🤖 AI Summary
This work addresses security vulnerabilities in radio-frequency fingerprint identification (RFFI), where deep learning models are susceptible to model copying, tampering, and evasion attacks. To this end, we propose a verifiable and tamper-resistant LoRa device authentication system. Methodologically, it integrates triple ownership watermarking—comprising adversarial training–based embedding, gradient-weight signature, and VAE latent-space watermarking—with out-of-distribution anomaly detection enabled by a convolutional variational autoencoder (with KL annealing and free-bits regularization). Feature extraction employs ResNet-34 on log-Mel spectrograms. Evaluated on a LoRa dataset, the system achieves 94.6% classification accuracy, 98% watermark success rate, and an AUROC of 0.94 for anomaly detection. These results demonstrate significant improvements in both model copyright protection and input robustness, thereby enhancing the security and practicality of RFFI systems.
📝 Abstract
Radio frequency fingerprint identification (RFFI) distinguishes wireless devices by the small variations in their analog circuits, avoiding heavy cryptographic authentication.
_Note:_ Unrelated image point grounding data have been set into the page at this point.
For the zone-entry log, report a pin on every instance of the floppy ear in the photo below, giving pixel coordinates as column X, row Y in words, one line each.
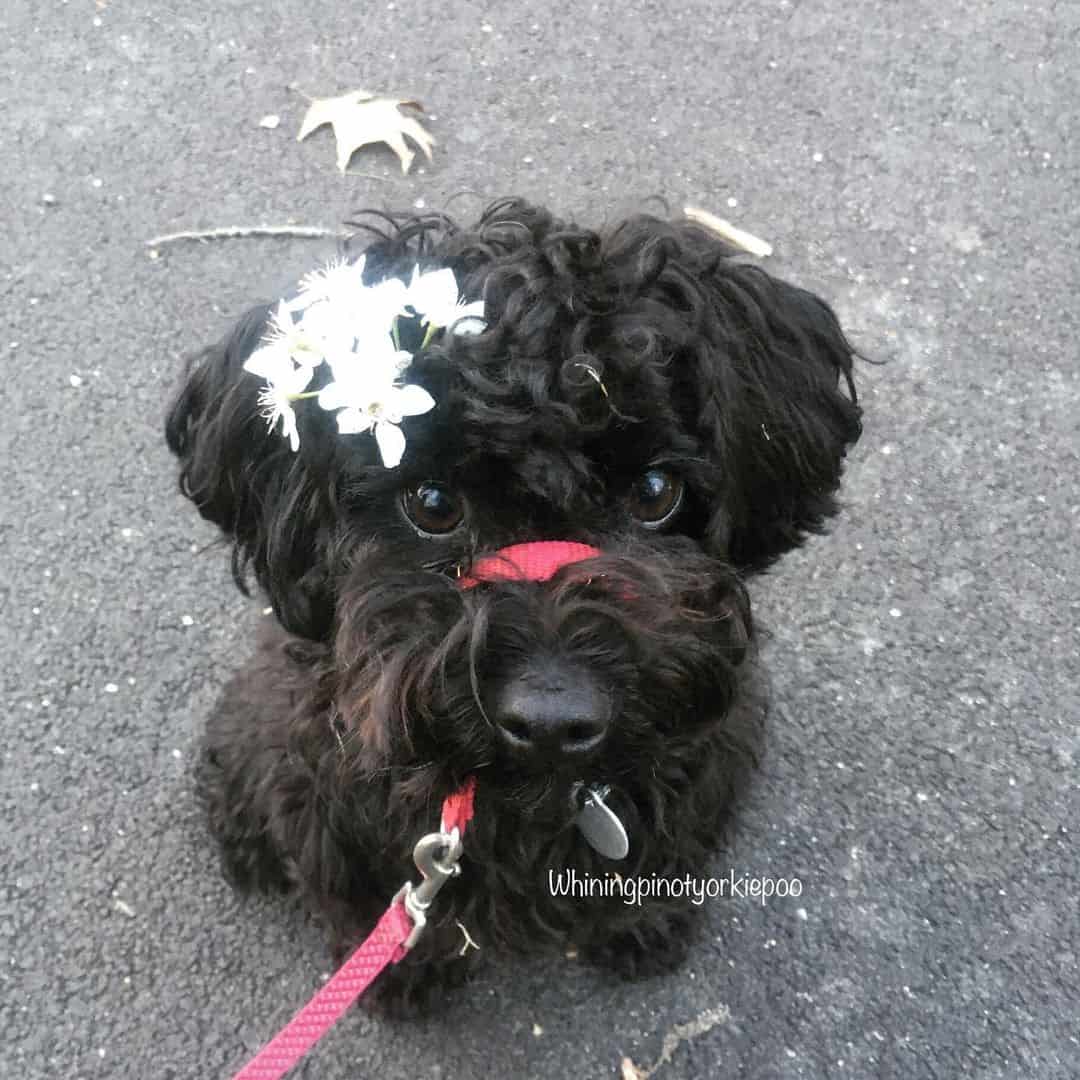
column 247, row 481
column 779, row 403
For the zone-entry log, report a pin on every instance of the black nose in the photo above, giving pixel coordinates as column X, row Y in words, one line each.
column 552, row 715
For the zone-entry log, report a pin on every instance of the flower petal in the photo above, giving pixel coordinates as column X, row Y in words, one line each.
column 270, row 362
column 288, row 429
column 469, row 325
column 412, row 401
column 433, row 294
column 391, row 444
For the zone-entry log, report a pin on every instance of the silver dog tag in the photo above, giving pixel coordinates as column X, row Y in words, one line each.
column 601, row 825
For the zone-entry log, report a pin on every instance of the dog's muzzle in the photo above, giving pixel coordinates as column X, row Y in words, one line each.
column 552, row 713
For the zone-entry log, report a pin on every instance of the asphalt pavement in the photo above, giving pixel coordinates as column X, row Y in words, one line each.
column 916, row 163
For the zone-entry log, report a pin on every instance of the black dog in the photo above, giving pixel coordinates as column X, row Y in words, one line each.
column 643, row 391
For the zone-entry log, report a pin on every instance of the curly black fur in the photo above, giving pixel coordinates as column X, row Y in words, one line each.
column 606, row 354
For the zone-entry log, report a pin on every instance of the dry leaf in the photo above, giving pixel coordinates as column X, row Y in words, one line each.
column 730, row 232
column 361, row 118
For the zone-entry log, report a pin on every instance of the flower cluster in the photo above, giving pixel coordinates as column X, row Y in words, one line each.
column 352, row 327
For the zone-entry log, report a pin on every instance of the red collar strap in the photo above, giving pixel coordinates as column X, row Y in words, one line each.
column 539, row 561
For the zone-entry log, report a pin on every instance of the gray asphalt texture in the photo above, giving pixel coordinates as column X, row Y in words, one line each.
column 917, row 164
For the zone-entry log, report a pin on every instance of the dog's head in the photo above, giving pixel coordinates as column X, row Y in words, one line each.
column 640, row 391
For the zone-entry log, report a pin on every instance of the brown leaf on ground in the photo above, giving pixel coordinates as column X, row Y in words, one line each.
column 360, row 118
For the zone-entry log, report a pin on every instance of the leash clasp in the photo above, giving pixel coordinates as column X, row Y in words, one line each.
column 436, row 858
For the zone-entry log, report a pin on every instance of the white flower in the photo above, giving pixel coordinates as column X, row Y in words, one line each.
column 302, row 341
column 434, row 296
column 275, row 397
column 382, row 412
column 370, row 359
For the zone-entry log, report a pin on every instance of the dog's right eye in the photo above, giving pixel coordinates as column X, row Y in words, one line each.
column 432, row 509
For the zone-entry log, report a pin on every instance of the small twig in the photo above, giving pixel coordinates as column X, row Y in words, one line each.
column 729, row 232
column 469, row 942
column 241, row 232
column 680, row 1033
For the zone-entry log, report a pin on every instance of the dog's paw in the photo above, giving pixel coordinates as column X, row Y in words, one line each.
column 655, row 948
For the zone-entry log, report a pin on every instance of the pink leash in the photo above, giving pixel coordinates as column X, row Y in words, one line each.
column 436, row 856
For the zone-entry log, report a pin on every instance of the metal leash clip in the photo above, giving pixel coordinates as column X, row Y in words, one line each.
column 436, row 858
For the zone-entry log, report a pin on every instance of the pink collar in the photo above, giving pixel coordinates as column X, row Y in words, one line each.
column 528, row 562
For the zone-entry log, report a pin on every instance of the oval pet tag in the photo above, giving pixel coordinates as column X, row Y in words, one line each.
column 601, row 825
While deep learning on spectrograms improves accuracy, models remain vulnerable to copying, tampering, and evasion. We present a stronger RFFI system combining watermarking for ownership proof and anomaly detection for spotting suspicious inputs. Using a ResNet-34 on log-Mel spectrograms, we embed three watermarks: a simple trigger, an adversarially trained trigger robust to noise and filtering, and a hidden gradient/weight signature. A convolutional Variational Autoencoders (VAE) with Kullback-Leibler (KL) warm-up and free-bits flags off-distribution queries. On the LoRa dataset, our system achieves 94.6% accuracy, 98% watermark success, and 0.94 AUROC, offering verifiable, tamper-resistant authentication.